Tutorial 5: Molecular Dynamics and Water Models - Pair Correlation Functions in TIP3P and TIP4P Water
Preface:
This example simulates one of the most common test systems imaginable, viz., a box of water in the canonical (NVT) ensemble. We will test two different water models: the ubiquitous three-site TIP3P model and the slightly less common four-site TIP4P model both developed by the Jorgensen group (references).Water is a dense (about 1g·cm-3), polar liquid characterized by high cohesion, i.e., very strong intermolecular forces through hydrogen bonds. It has many unique properties experimentally that are not touched upon here. So far, all the tutorials used Monte Carlo simulation techniques. While in the early days of simulation work it was rather common to simulate dense simple liquids using Monte Carlo, it is important to understand that fundamentally this is close to a worst-case scenario in terms of applications for MC due to the complete coupling of all degrees of freedom in the system. For more details on this, consult this recent reference. Conversely, correlation between degrees of freedom is most naturally introduced by gradient-based methods, such as molecular dynamics. Therefore, we will use this tutorial as an introduction to the use of dynamics methods in CAMPARI. Given the simplicity of the system, you should feel free to run this as a Monte Carlo simulation as well.
The structure of liquids is most commonly analyzed by site-site pair correlation functions. Here, we will introduce you to CAMPARI's analysis facility and show how to generate data that is directly comparable to published reference data for these water models.
Step-by-Step:
Step 1 - Set size and determine number of water molecules to be usedFirst, create two empty directories (one for each water model). Let us assume you start with TIP4P. Here, we choose a 32.0x32.0x32.0Å periodic, cubic box:
FMCSC_BOUNDARY 1
FMCSC_SHAPE 1
FMCSC_SIZE 32.0 32.0 32.0
FMCSC_BASENAME TIP4P
FMCSC_SEQFILE <full path to working directory for TIP4P>/T4P.seq
You should be able to compute the number of water molecules yourself with the knowledge that the in silico density at room temperature is extremely close to 1g·cm-3 for both TIP3P and TIP4P. However, remember that in case the density is only approximately known, it is always safer to i) use overall larger boxes, and ii) err in the setup of an NVT simulation on the lower density side (take a few molecules less). This reduces the impact of pressure artifacts. Now create two sequence files in the respective directories with the corresponding number of entries for either "T3P" or "T4P" and both terminated by "END". Call them T3P.seq and T4P.seq, respectively.

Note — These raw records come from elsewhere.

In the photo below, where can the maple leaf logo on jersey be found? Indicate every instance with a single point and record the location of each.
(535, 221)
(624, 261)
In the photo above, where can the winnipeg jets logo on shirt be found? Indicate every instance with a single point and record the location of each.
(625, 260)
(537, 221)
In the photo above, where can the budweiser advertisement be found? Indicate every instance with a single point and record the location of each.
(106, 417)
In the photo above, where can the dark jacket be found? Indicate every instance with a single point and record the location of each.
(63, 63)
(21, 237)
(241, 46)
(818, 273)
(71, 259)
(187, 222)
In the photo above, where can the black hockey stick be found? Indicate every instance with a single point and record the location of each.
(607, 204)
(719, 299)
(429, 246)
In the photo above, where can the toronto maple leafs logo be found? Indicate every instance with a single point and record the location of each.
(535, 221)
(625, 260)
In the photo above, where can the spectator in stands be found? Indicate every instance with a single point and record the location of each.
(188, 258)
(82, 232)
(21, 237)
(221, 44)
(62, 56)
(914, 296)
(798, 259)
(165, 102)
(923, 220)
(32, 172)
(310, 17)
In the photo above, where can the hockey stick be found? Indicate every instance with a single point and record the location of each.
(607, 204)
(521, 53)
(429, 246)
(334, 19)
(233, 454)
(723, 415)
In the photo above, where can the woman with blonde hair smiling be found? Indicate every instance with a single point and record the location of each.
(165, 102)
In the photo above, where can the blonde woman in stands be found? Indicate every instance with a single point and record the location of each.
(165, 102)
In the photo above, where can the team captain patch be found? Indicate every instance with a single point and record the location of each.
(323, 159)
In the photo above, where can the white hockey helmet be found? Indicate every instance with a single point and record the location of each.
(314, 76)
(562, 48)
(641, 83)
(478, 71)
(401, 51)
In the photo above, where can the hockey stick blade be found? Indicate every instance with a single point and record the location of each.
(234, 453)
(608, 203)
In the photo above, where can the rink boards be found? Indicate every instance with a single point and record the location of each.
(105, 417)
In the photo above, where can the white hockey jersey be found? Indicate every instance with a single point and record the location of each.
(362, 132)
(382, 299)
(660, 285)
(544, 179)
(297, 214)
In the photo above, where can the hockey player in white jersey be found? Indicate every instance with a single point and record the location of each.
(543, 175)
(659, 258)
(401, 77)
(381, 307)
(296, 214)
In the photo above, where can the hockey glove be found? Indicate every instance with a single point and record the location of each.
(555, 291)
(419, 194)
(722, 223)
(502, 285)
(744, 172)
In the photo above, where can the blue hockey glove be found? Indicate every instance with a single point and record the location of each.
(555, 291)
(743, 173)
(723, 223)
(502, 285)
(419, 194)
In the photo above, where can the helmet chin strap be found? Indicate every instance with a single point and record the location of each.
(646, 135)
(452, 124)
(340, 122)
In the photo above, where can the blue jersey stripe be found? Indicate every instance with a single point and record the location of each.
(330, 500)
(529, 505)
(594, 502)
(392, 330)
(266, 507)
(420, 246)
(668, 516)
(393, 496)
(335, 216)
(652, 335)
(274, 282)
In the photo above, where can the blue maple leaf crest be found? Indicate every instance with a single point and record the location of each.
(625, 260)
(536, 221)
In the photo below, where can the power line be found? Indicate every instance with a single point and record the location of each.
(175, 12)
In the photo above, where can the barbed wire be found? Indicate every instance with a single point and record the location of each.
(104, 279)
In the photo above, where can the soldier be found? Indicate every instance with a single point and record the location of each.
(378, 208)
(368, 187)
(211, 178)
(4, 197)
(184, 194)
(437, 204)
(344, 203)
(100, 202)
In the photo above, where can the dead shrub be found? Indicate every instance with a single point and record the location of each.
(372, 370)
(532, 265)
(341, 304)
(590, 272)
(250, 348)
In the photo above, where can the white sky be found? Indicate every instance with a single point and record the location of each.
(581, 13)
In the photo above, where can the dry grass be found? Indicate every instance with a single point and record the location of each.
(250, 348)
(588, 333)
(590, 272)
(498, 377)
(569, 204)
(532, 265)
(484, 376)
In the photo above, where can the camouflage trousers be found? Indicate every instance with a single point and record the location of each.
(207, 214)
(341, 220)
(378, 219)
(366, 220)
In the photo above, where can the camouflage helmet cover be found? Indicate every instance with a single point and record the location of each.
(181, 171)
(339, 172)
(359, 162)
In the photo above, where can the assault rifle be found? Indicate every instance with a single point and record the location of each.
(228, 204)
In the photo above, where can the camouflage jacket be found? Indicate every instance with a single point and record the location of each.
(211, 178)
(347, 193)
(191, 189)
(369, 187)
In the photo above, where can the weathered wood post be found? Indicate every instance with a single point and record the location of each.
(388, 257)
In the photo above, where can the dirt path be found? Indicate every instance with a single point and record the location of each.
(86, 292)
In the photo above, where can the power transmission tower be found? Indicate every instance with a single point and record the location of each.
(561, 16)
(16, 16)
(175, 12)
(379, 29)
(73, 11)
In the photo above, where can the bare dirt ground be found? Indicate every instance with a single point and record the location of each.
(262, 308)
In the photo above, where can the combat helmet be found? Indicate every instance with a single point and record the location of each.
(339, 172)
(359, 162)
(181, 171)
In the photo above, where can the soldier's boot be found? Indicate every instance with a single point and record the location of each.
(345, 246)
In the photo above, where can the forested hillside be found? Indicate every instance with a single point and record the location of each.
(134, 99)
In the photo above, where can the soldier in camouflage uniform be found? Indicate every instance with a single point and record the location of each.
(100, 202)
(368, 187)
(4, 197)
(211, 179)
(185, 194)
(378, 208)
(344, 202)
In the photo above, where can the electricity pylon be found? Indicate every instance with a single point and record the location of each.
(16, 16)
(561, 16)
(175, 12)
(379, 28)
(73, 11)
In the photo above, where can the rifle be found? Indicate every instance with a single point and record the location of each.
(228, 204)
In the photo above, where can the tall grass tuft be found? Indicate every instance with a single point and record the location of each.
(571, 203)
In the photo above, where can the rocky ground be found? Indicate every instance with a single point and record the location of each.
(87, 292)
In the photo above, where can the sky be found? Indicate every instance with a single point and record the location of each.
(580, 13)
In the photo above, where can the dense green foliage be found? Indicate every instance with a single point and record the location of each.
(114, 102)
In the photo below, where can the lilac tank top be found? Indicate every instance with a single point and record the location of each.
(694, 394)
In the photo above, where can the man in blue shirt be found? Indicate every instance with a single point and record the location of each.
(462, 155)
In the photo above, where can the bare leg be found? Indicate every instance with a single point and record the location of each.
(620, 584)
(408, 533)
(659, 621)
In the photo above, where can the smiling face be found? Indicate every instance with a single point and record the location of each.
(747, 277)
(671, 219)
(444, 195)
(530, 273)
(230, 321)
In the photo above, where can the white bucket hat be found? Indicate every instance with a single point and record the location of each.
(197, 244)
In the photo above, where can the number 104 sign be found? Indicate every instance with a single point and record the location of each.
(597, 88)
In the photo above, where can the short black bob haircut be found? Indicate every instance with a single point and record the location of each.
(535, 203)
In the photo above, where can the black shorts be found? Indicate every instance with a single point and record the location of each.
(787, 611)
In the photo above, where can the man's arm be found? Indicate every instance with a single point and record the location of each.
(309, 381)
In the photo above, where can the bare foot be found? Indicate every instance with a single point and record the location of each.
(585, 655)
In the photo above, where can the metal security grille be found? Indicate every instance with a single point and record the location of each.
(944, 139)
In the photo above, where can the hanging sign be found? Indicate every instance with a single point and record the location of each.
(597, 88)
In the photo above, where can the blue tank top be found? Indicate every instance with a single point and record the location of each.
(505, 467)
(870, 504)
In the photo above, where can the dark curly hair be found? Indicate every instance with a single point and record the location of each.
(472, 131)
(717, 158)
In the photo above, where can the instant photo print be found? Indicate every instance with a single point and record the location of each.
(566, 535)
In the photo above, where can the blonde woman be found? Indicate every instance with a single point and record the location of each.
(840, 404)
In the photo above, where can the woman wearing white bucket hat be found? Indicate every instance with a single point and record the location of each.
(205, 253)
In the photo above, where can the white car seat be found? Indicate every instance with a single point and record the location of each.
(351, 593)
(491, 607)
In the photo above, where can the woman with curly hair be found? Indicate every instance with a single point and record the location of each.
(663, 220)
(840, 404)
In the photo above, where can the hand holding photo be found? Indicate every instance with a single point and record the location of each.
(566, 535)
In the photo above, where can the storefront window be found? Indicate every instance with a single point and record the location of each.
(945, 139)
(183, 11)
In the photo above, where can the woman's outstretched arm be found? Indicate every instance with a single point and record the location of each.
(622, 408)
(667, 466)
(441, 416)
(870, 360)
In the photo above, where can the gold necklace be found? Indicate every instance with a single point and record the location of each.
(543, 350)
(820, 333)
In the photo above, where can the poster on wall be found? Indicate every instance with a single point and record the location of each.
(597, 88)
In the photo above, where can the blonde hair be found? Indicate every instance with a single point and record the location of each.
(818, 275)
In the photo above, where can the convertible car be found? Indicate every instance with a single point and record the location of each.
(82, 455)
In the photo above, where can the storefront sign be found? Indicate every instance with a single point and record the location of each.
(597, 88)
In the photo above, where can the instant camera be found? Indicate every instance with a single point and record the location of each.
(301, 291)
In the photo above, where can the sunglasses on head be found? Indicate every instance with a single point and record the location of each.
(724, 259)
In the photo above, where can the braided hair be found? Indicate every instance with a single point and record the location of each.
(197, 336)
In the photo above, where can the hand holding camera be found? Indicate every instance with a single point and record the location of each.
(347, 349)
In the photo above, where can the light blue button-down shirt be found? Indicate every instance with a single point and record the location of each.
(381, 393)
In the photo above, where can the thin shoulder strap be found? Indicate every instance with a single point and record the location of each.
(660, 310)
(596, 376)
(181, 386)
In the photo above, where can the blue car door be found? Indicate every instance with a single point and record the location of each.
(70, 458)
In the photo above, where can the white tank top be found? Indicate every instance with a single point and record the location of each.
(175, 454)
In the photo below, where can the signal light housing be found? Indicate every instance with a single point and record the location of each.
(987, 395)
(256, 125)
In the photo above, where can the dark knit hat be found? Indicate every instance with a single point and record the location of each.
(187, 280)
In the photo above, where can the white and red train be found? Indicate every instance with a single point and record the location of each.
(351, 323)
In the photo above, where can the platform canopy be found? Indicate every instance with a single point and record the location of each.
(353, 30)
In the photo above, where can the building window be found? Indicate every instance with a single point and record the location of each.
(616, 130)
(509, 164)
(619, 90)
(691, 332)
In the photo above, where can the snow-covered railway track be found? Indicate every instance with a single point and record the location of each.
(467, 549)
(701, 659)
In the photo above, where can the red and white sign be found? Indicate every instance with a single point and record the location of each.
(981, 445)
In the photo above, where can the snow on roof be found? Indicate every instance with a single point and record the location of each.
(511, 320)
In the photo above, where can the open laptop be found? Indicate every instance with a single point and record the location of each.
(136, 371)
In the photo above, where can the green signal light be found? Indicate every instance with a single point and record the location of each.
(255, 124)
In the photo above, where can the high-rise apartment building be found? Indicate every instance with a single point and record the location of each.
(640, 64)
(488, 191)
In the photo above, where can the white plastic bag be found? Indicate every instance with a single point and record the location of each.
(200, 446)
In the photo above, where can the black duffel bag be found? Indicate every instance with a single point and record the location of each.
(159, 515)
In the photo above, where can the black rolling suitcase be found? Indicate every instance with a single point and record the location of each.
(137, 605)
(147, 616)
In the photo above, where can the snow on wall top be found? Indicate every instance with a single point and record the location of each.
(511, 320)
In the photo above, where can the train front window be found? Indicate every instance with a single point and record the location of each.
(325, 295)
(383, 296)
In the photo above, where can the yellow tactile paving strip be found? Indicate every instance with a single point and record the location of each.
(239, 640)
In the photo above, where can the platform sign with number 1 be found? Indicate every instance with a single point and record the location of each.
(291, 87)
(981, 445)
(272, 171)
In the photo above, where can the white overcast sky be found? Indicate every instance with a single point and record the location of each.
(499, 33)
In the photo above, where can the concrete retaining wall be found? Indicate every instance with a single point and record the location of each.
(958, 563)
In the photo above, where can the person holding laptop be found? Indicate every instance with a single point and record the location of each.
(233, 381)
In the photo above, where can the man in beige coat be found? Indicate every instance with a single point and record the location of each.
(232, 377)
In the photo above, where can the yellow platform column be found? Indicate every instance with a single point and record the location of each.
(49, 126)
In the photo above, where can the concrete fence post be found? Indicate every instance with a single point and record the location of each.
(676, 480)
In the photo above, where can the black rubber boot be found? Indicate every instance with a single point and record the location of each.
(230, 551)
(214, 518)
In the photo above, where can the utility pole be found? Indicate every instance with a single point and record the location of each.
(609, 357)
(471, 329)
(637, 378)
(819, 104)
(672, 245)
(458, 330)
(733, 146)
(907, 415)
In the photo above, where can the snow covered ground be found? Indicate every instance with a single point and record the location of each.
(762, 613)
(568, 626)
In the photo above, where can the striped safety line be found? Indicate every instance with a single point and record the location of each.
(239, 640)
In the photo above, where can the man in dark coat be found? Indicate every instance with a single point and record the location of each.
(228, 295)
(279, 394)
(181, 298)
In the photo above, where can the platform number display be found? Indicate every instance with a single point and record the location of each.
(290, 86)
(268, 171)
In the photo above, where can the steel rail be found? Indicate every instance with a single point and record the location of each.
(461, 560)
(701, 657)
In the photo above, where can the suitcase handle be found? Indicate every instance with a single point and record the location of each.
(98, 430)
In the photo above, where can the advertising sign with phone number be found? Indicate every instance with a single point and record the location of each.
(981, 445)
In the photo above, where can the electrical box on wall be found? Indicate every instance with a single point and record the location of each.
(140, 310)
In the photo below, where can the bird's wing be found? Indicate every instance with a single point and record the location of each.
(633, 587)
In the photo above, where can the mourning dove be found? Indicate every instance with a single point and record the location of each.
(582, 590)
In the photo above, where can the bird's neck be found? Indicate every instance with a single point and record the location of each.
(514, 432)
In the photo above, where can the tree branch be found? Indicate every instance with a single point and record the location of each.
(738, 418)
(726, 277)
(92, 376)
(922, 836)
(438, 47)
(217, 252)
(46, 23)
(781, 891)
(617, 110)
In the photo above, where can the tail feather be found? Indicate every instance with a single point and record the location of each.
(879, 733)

Step 2 - Define interaction model and cutoff scheme
The original TIP3P and TIP4P models are available - for instance - through the OPLS-AA/L parameter file. Therefore, we can copy and paste straight from the documentation:
PARAMETERS <full path to CAMPARI directory>/params/oplsaal.prm
FMCSC_INTERMODEL 2
FMCSC_ELECMODEL 1
FMCSC_SC_IPP 1.0
FMCSC_SC_ATTLJ 1.0
FMCSC_EPSRULE 2
FMCSC_SIGRULE 2
FMCSC_SC_POLAR 1.0
Note that some keywords were dropped that are not directly applicable to the present example. One tricky aspect about the use of periodic boundary conditions is that the interaction model has to be truncated at a specific distance (less than half the shortest box length, i.e. 16Å in our case). This is commonly achieved by a cutoff scheme. The reason lies in the typically used minimum-image convention, i.e. the convention that each particle interacts only with a single copy of another particle present in the actual simulation cell, but that its copy is chosen as the nearest image. If the interaction model were truncated at a longer distance, it would become necessary to compute interactions with multiple images so as to avoid completely artificial cutoff asymmetries from occurring:
FMCSC_N2LOOP 0 # avoid evaluations of full N^2 sums for energies
FMCSC_CUTOFFMODE 3
FMCSC_NBCUTOFF 12.0
FMCSC_ELCUTOFF 12.0
FMCSC_LREL_MD 3
FMCSC_NBL_UP 5
FMCSC_GRIDDIM 8 8 8
FMCSC_GRIDMAXGPNB 512
The above instructs CAMPARI to use grid-based cutoffs. During dynamics, all non-bonded interactions will be truncated at 12.0Å with electrostatic contributions being "switched" to be exactly zero at that distance via the reaction-field method. The implied dielectric of 78.2 (default) is not enough to avoid force discontinuities at the cutoff distance, however. There is no twin-range (distance regime for interactions to be computed less frequently) because this technique is not compatible with the reaction-field method. Grid- or cell-based methods underlie all common and efficient ways of maintaining neighbor lists during molecular simulations in dense fluids, and these are what makes cutoffs work efficiently. One of the results examined in this tutorial depends on the choice for the overall cutoff.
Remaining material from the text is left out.